黄老三咬牙,

“医生刚才给结论了,咱们的中毒了,有人给他下毒故意折磨他,让他当众出丑,让黄家难堪!而且这种毒十分难解,咱们黄家的医生束手无策。”

黄家主疑惑,“中毒了?”

黄老三说:“对,是中毒!苗家给他下的毒!”

黄家主问,“确定是苗家下的毒?”

黄老三说:“我都问清楚了,他就是跟苗家人接触过以后身上才开始痒的。”

黄家主狐疑,“苗家有我们解不了的毒?”

黄老三闻言愣了愣,

“什么意思,你怀疑这毒不是苗家下的?可据他的手下说,今天他就跟苗家起冲突了。”

“再说了,咱们黄家今天出尽了风头,大家只有害怕我们的份儿,谁敢得罪咱们给黄家人下毒?不想活了?”

黄家主闻言重重呼出一口气,

“医生确定不是中蛊,是中毒了?”

苗老三点头,“对,医生确定。”

黄家主呢喃,“如果是苗家下毒,肯定会用蛊术。”

苗老三想了想,

“也对啊,难道这毒是薄家那丫头下的?听说今天薄丫头撞了他一下。

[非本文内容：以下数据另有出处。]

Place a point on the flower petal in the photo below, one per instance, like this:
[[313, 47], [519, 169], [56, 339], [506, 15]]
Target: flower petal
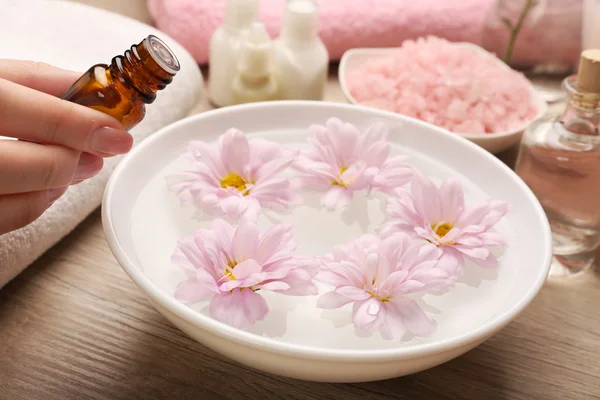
[[353, 293], [363, 315], [246, 268], [336, 198]]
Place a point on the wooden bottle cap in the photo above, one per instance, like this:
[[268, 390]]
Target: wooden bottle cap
[[588, 77]]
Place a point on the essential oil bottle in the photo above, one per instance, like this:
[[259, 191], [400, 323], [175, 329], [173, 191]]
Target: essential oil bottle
[[560, 161], [123, 88]]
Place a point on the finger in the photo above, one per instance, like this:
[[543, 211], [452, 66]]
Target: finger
[[28, 167], [38, 76], [18, 210], [37, 117]]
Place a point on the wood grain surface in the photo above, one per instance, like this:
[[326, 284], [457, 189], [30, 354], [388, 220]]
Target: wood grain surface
[[74, 326]]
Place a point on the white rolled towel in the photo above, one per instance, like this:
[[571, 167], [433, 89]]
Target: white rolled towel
[[75, 37]]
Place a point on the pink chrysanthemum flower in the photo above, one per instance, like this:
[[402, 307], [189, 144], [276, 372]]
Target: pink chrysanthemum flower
[[238, 179], [439, 216], [378, 277], [342, 160], [230, 266]]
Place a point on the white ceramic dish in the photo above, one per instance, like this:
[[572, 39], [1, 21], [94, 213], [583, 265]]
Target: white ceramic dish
[[494, 143], [142, 221]]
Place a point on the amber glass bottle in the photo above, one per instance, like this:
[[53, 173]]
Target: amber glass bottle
[[123, 88]]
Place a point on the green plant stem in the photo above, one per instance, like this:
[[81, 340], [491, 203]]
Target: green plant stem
[[514, 30]]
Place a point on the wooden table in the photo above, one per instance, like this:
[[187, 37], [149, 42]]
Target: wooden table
[[74, 326]]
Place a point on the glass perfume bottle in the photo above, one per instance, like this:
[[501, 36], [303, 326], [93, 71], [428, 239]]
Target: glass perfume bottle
[[123, 88], [560, 161]]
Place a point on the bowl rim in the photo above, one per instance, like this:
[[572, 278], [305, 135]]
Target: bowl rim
[[378, 51], [270, 345]]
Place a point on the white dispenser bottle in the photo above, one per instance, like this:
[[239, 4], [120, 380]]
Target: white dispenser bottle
[[225, 46], [255, 81], [301, 59]]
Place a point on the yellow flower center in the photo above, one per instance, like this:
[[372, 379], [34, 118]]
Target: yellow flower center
[[339, 181], [385, 299], [442, 229], [229, 271], [236, 181]]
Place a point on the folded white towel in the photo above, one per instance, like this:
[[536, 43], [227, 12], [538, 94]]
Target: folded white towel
[[75, 36]]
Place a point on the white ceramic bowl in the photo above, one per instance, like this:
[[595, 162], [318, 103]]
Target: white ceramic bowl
[[142, 221], [494, 143]]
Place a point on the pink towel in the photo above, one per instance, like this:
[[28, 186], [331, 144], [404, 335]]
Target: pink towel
[[348, 24]]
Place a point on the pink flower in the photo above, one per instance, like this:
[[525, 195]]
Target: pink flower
[[378, 277], [439, 216], [237, 180], [231, 265], [342, 160]]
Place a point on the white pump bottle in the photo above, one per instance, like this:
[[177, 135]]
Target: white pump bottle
[[225, 44], [255, 81], [301, 59]]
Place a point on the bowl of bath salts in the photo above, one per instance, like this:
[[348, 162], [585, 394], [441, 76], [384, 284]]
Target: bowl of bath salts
[[457, 86]]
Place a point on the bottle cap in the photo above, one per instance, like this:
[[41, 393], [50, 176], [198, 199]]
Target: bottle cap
[[240, 14], [301, 20], [588, 77], [255, 54]]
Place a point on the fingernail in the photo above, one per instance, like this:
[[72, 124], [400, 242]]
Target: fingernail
[[110, 141], [88, 166], [54, 194]]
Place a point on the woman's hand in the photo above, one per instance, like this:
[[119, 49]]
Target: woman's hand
[[61, 143]]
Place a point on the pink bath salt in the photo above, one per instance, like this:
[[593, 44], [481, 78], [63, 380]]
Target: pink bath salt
[[471, 126], [458, 88]]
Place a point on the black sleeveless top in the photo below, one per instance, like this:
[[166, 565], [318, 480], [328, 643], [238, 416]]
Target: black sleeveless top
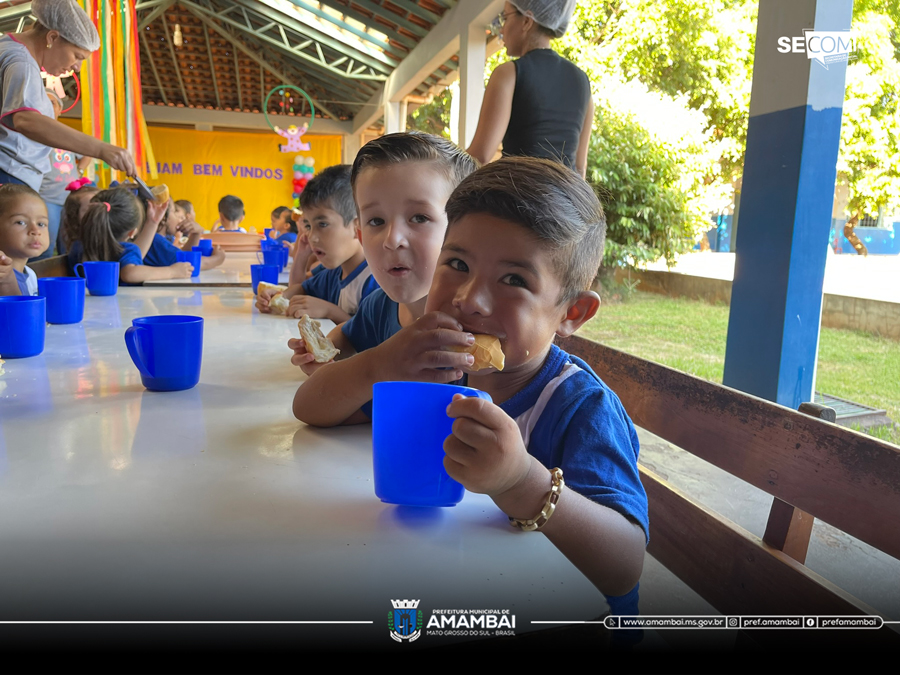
[[549, 104]]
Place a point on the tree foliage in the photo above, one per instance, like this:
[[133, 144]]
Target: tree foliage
[[671, 85]]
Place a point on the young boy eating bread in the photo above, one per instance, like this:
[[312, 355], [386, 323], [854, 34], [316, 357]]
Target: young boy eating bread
[[524, 242]]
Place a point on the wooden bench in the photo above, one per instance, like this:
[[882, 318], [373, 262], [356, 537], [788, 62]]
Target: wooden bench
[[812, 468]]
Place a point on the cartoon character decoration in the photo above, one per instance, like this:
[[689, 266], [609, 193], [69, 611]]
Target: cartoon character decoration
[[304, 168], [294, 137], [64, 163]]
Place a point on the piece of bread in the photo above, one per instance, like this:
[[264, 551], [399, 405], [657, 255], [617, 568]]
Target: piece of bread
[[160, 193], [487, 352], [279, 304], [316, 343]]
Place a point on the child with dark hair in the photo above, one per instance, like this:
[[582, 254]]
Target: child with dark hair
[[331, 234], [163, 252], [24, 234], [111, 219], [524, 243], [73, 211], [401, 183], [231, 214]]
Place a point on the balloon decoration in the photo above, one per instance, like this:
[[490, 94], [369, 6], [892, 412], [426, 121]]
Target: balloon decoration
[[304, 168], [290, 103]]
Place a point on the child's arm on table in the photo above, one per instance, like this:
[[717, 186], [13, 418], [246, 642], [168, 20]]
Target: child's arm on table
[[487, 455], [214, 260], [317, 308], [8, 283], [144, 239], [138, 274], [332, 395]]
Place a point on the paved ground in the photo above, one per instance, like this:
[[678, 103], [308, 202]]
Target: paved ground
[[866, 573]]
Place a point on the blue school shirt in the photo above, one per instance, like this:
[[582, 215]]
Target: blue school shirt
[[161, 253], [345, 293], [27, 281], [569, 418], [374, 322]]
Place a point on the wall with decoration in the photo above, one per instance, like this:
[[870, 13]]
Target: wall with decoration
[[204, 166]]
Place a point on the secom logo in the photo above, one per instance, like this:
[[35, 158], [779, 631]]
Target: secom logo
[[825, 46]]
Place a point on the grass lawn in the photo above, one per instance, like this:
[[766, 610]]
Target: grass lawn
[[690, 335]]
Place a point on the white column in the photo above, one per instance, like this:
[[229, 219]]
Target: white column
[[392, 120], [472, 56]]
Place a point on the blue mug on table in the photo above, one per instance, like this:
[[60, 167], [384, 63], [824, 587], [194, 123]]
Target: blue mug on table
[[192, 257], [167, 350], [65, 298], [409, 426], [101, 278], [270, 256], [23, 320], [267, 273], [205, 246]]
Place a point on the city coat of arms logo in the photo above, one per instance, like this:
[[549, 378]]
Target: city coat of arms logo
[[405, 620]]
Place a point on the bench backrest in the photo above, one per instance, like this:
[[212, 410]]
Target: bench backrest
[[812, 467]]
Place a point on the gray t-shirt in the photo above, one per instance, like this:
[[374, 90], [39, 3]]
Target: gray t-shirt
[[21, 88]]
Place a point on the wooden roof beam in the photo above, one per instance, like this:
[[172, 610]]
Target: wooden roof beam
[[248, 52]]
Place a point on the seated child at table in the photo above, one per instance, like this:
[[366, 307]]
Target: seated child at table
[[73, 211], [112, 218], [231, 214], [277, 220], [163, 253], [401, 183], [524, 242], [24, 234], [331, 231]]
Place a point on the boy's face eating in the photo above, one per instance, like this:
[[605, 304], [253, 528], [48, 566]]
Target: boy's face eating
[[24, 229], [402, 217], [495, 277], [330, 239]]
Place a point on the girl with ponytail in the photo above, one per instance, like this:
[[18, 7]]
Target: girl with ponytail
[[110, 231]]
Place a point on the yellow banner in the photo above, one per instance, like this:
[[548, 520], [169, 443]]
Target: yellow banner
[[204, 166]]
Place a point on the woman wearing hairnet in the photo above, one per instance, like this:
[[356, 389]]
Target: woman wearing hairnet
[[540, 104], [60, 39]]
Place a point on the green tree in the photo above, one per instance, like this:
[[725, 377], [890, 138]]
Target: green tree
[[870, 128]]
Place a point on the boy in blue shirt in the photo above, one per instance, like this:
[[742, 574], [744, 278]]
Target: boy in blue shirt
[[163, 252], [24, 234], [401, 183], [329, 215], [524, 242]]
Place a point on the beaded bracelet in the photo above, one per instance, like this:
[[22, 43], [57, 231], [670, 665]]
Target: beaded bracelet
[[556, 486]]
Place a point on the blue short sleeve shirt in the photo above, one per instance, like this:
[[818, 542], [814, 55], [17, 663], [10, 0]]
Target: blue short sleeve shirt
[[161, 253]]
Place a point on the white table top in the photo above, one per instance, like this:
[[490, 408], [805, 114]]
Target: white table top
[[216, 504], [234, 271]]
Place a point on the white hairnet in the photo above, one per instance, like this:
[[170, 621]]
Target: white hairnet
[[554, 15], [67, 17]]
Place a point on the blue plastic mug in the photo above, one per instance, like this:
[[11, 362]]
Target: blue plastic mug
[[267, 273], [192, 257], [409, 426], [65, 298], [101, 278], [167, 350], [270, 256], [23, 320]]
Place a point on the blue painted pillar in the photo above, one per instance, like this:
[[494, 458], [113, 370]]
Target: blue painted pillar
[[788, 190]]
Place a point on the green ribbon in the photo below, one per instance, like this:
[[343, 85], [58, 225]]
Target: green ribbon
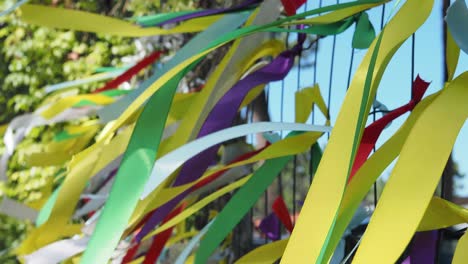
[[142, 149], [364, 33], [240, 204]]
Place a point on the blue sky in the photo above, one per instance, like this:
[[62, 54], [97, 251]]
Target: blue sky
[[394, 89]]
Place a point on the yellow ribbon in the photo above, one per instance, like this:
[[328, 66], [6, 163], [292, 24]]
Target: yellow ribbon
[[320, 209], [89, 22], [393, 224]]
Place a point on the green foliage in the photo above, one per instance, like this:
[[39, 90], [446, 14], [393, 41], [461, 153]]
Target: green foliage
[[32, 57], [11, 232]]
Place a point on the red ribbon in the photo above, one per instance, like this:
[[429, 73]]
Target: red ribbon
[[373, 131], [130, 72]]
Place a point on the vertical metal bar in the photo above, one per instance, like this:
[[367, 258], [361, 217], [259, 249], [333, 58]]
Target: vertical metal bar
[[443, 194], [374, 110], [311, 160]]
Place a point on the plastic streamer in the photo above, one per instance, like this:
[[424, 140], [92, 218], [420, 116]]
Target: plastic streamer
[[330, 174], [134, 175]]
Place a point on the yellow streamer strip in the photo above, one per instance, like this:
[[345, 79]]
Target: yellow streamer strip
[[324, 197], [461, 252], [89, 22], [392, 225], [265, 254], [370, 171]]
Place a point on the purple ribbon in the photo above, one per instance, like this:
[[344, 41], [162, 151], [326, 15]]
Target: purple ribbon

”

黄家主皱皱眉,“她真这么厉害?”

黄老三说:“我也怀疑啊!反正我不信她一个黄毛丫头,竟然能难为住我们黄家的医生,即便她会点医术,趁人不备下毒成功了,也不可能难为住咱们。”

黄家主觉的在理,“医生说怎么处理了吗?”

黄老三叹气,

“只能找解药,如果找不到解药,就只能一直痒着,他这会儿睡着了,医生说醒来还会继续痒。”

黄老三话音刚落,房间内突然传来杀猪般的哭声。

黄老三愣了愣,赶紧折返回房间,

“怎么了?”

看见眼前的情景,他惊愣!

床上,男人突然醒来了,正哭喊着自己痒。

几个人正按着他的胳膊和腿,不让他动弹。

男人反抗的厉害,

“痒死我了!痒!痒!你们快放开我,我快痒死了!呜呜呜呜……你们直接杀了我算了,呜呜呜……”

黄老三瞳孔地震,“他怎么醒了?!”

其中一个医生急躁躁的回话,

“不知道怎么回事,正常情况下,他要五个小时以后才会醒!这才不到一个小时!”

黄老三问,“是不是镇静剂用少了?”

医生说:“不少啊,我们给他用了双倍剂量,起初按正常剂量注射没效果,我们立即用了双倍!按说这个量,至少也能扛五个小时啊!”

另外一个医生说:

“就算不能扛五个小时,至少也能扛两三个小时,他的情况实在是太反常了!”

黄老三不懂,

“那他到底为什么醒啊?药效怎么失效这么快?”

医生说:“像是痒醒的。”

黄老三:“……”

他看着男人痛苦的样子,嘴角抽了抽,连自己身上都不自觉的痒起来了!

黄老三说:“这也太难受了,还给他注射镇静剂,先让他睡着。”

医生拧眉,

“半个小时前刚给他注射过双倍剂量,要是再注射,怕对他的身体不好。”

黄老三说:“那也不能让他难受死啊,先别管那么多了,先想办法让他睡着,睡着就不痒了。”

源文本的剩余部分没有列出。